4. POOR CHOICE OF MONOLOGUE. Non-linear, experimental, poetic monologues are the very worst choices you can make for audition monologues in a general audition. Almost all of us are casting for linear narrative projects. If there’s no narrative in your monologue, I can’t see how you shape narrative. If there’ s no discrete character, I can’t see how you make character choices. In the end, all I have is you speaking emphatically (again). Monologues that are sexist, racist, or insane are also poor choices. I covered that point in my earlier audition tips post.

5. UNDERREHEARSED. My heart bled for a kid who went up during his Macbeth monologue today. This is not something you want happening to you at TBAs. Only do pieces you know as well as I know the layout of Solitude in Skyrim. Which is to say: PERFECTLY.

6. SONGS WITHOUT RANGE. BLUES SONGS. ROCK SONGS. If you’re singing a song with a four-note range, I have no idea how well you can sing. If you’re taking the trouble to sing at an audition, show me what you can do! Blues songs and rock songs are just beside the point of most musical theatre. While you may be rocking the cast-iron fuck out of that song, we still have no idea how you handle musical theatre songs, which are, let’s face it, the vast majority of musical theatre out there. Even “rock musicals” are (mostly) using musical theatre-style voices, and most musical theatre songs are technically more difficult and demanding, with wider ranges, than most blues and rock songs. They just don’t give me the information I need.

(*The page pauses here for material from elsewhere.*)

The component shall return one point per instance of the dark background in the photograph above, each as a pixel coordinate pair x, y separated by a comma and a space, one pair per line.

7. WEARING A SHORT SKIRT AND SITTING IN A CHAIR ON A RAISED STAGE. This one needs no explanation. Hello, nurse!

8. TRYING TO CRAM 4+ PIECES INTO YOUR TWO-MINUTE SLOT. This is never a good idea. You’re not showing virtuosity. You’re not giving us enough time to understand why you’ve made the choices you’ve made. It’s unfocused and always ends up being a parade of caricatures. Two pieces are plenty. We don’t need to see everything you’ve ever done.

9. DOING A MONOLOGUE WRITTEN FOR A PERSON OF COLOR WHEN YOU ARE NOT A PERSON OF COLOR. Remember, most of us have no idea who you are and have no way to ascertain if you’re making this choice on purpose (although to what end, I would have to wonder). This will only result in every auditor assuming you haven’t read the play. And if you *are* making this a deliberate choice, bear in mind that this is an incredibly controversial action that would be perceived as naive at best and racist at worst by most of the people in the room capable of giving you a job.

10. YELLING, SHOUTING, OR SCREAMING. Yes, I understand that on occasion volume can be a powerful choice. On the rare occasion. Like, very rare. Easily 99 times out of 100, yelling, shouting, or screaming is the easiest, cheapest, and most boring choice you can make. Pick something more interesting. Any fool can say words loudly. McKayla is not impressed. When you feel the urge to use volume in a monologue, put your thinking cap on and come up with a few different choices to try in that moment. You’ll be glad you did because WE’LL be glad you did.

Auditions are bizarre. WE KNOW THAT. It’s extremely difficult to truly showcase your talent and skill in two minutes. So do yourself a favor and craft that audition to show yourself to your best advantage. We’re all out there rooting for you, honestly.